Scientists have also found that CRISPR has other functions in bacteria, which we can use to our advantage. Transposons are genetic elements that can move around the genome so easily they are sometimes called jumping genes, and there are CRISPR-associated transposons (CASTs). In these systems, CRISPR can insert large sequences into a genome without breaking both strands of DNA. CASTs can be used to edit huge portions of the genome instead of being limited to smaller changes like CRISPR-Cas9 usually is.
Reporting in the Proceedings of the National Academy of Sciences, researchers have now identified almost 1,500 CASTs. Right now, we only know of CASTs that work in bacteria, but that could change soon.
"With CASTs, we could potentially insert lots of genes, called gene cassettes, encoding multiple complicated functions," said senior study author Ilya Finkelstein, an associate professor of molecular biosciences at the University of Texas at Austin (UTA). Cassettes have been used for years in genetic engineering. For example, researchers have been able to create cassettes that include the sequence for a fluorescent molecule, attached to the sequence for a mouse gene or promotor. When that cassette is injected into mouse embryos, transgenic mice that express a glowing protein of interest are created. But that process can be time-consuming, expensive, and labor-intensive. This type of biotechnology could revolutionize the process in new ways.
It took cutting edge computer technology to get to this point.

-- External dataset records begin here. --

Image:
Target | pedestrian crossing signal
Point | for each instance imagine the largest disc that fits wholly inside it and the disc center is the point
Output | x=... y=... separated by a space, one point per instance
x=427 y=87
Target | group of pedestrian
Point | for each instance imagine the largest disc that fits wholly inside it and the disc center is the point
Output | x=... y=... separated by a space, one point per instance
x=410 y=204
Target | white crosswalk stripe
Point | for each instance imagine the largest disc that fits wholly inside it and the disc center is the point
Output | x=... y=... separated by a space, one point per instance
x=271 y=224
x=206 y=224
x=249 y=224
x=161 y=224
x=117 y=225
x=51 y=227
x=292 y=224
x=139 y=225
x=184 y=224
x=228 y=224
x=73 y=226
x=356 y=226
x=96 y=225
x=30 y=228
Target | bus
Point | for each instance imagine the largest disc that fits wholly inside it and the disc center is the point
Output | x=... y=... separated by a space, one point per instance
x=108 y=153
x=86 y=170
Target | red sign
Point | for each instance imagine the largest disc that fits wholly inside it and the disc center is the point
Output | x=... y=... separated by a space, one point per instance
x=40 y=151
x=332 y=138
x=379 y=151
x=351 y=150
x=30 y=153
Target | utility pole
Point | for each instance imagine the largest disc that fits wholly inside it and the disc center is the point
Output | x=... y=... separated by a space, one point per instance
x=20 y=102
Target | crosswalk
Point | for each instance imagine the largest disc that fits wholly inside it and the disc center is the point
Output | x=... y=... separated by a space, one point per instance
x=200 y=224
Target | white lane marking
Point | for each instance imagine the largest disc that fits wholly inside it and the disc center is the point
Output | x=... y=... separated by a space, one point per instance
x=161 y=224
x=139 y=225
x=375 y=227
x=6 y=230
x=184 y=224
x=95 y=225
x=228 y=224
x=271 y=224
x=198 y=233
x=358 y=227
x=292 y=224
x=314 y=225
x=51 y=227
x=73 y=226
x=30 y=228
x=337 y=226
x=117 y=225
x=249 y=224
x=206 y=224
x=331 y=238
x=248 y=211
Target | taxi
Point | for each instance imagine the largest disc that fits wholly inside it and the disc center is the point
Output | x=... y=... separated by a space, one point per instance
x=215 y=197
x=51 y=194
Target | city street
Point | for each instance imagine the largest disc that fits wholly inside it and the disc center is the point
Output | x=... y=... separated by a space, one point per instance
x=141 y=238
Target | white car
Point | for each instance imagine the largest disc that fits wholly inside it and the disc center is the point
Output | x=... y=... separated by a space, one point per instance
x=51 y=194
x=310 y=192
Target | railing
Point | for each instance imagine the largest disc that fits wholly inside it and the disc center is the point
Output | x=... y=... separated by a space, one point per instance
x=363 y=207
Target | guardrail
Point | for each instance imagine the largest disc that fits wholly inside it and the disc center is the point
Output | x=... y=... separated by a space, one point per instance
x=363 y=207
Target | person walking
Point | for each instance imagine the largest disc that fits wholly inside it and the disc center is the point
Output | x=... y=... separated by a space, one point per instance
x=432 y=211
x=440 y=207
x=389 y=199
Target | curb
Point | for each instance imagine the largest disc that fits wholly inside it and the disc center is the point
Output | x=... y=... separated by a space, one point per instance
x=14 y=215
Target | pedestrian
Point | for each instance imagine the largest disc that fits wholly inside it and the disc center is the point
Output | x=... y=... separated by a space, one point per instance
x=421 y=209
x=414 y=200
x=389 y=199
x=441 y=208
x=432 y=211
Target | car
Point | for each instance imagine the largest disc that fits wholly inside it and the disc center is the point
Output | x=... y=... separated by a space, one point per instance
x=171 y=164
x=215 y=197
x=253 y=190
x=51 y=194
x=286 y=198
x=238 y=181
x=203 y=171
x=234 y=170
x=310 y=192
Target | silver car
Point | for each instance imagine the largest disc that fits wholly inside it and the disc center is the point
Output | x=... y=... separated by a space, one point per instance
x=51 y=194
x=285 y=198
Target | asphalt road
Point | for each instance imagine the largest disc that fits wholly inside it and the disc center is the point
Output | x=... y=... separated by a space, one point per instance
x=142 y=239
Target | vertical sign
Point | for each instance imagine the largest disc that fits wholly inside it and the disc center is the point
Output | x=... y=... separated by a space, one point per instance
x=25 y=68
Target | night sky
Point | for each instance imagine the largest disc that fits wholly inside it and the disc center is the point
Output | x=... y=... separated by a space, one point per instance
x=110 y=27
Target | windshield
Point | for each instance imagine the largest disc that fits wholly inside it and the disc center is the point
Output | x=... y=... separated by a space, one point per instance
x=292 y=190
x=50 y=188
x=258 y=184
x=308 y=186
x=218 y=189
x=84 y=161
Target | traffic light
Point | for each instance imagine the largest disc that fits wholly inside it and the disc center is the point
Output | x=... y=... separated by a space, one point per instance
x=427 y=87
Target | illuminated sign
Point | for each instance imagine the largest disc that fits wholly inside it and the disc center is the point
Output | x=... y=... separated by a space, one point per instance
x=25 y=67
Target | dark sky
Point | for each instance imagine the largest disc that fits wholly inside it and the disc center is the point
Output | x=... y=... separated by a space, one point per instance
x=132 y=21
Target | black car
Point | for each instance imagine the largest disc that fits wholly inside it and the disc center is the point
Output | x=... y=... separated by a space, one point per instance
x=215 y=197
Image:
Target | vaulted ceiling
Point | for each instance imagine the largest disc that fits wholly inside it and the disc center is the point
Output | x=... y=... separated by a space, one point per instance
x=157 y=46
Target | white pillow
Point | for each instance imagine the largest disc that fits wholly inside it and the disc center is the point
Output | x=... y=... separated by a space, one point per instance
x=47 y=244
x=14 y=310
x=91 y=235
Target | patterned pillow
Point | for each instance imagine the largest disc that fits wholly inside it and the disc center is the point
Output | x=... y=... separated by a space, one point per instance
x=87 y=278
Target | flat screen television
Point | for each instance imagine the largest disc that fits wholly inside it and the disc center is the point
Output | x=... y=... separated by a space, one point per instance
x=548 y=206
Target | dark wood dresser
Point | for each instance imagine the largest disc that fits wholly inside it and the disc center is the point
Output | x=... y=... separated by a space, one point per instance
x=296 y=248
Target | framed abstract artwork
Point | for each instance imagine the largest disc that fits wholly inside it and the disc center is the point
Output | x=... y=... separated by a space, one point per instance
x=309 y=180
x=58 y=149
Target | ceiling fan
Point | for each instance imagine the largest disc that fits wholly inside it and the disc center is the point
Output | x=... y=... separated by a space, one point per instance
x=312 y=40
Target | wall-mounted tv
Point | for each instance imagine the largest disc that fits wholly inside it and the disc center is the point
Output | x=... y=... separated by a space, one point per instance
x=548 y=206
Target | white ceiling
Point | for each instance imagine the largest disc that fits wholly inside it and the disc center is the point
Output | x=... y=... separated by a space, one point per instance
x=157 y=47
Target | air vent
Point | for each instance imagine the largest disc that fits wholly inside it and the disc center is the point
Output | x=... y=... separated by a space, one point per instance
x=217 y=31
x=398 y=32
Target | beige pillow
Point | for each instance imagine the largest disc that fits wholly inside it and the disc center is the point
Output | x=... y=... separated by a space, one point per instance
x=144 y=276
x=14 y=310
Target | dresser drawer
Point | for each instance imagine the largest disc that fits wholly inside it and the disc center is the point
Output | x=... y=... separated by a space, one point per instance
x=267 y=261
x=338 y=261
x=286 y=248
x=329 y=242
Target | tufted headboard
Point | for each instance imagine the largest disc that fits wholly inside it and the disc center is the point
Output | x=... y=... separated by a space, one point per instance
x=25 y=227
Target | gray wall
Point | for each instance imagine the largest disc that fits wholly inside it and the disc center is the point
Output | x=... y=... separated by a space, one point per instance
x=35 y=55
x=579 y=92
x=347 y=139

These new CASTs were identified with a supercomputer at UTA that scoured a massive database of bacterial DNA.
Several of the CASTs were experimentally verified, and the researchers are planning to test more.
"By having more than a thousand [potential CASTs], we can start to find out which ones are easiest to work with or most efficient or accurate. Hopefully there are new gene-editing systems that can do things better than the systems we had beforehand," said study co-leader Claus Wilke, chair of the Department of Integrative Biology at UTA.
They hope to eventually find one that is suitable to be applied to mammalian cells. That's "the holy grail," Finkelstein said.